Big Egos and Hallway Power Plays

“To recruit new board members because of their position versus their passion.”

This is old school board recruitment:
   • We need a pastor on our board, preferably one from the largest church in our city, state or country.
   • We have legal issues, so who knows an attorney that could be on our board?
   • What about the board chair over at First Community? He’s on six boards and his resume is stunning!
   • Yikes! Our board is too old, too male and too white. We need some diversity.

Memo to All Boards:
Old school board recruitment doesn’t work and never did.
When you recruit board members for position (without their passion), you rarely get loyalty, high commitment, generous giving, or spiritually discerning decisions.  Instead, you’ll frequently get unexcused absences, big egos, lack of unity and hallway power plays.

It doesn’t have to be that way—and it must not be that way.

Board guru Ram Charan writes, “With the right composition, a board can create value; with the wrong or inappropriate composition, it can easily destroy value.” So getting the right people on your board bus is a foundational priority.
How? Your organization has hundreds, if not thousands, of volunteers and highly committed donors. Many of them, if appropriately cultivated over a 12 to 36-month process, would be extraordinary board members.  So don’t settle for a glowing resume from someone you don’t know, who has little knowledge of you, and zero passion for your ministry.

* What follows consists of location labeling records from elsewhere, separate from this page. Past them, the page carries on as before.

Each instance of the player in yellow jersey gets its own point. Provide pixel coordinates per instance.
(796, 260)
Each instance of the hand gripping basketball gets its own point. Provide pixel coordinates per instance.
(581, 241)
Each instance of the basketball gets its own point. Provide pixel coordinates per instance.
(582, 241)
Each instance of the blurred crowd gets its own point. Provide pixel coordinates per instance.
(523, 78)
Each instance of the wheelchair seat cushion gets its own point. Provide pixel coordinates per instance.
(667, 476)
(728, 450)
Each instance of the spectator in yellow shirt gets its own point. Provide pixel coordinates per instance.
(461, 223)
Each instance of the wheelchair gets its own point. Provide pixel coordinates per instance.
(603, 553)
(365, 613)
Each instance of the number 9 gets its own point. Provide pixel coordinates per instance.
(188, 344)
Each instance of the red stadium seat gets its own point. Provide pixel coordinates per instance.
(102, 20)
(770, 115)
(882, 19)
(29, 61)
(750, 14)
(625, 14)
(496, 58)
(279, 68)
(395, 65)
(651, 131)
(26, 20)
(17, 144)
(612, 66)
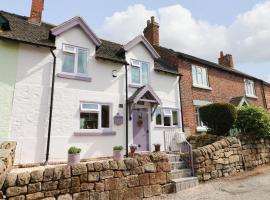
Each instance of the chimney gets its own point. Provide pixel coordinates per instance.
(36, 11)
(151, 32)
(226, 60)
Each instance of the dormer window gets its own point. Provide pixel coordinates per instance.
(139, 72)
(74, 60)
(250, 89)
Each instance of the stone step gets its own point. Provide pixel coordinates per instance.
(180, 173)
(178, 165)
(174, 157)
(185, 183)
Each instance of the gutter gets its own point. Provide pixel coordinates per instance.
(126, 106)
(51, 109)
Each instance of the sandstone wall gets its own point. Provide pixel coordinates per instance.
(134, 178)
(227, 157)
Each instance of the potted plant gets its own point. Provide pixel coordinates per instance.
(118, 153)
(133, 148)
(157, 147)
(74, 155)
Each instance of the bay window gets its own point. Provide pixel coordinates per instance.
(74, 60)
(94, 116)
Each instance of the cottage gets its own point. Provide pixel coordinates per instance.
(70, 87)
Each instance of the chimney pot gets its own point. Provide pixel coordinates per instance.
(151, 32)
(226, 60)
(36, 11)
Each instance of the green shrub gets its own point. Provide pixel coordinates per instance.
(253, 121)
(73, 150)
(218, 117)
(118, 148)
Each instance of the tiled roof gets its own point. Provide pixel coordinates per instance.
(23, 31)
(210, 64)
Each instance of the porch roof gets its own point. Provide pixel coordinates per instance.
(145, 94)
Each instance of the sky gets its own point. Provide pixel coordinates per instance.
(200, 28)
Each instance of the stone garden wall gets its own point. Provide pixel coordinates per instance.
(7, 153)
(140, 177)
(227, 157)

Instead, take time and invest as much energy, due diligence, prayer and spiritual discernment as you would if you were recruiting a new CEO. “As the board goes, so goes the ministry.” For more help, check out the ECFA Governance Toolbox Series No. 1: Recruiting Board Members.

Questions: Who owns the year-round process of cultivating, recruiting, orienting and engaging board members? Is there a spiritual discernment process in place to guide your direction?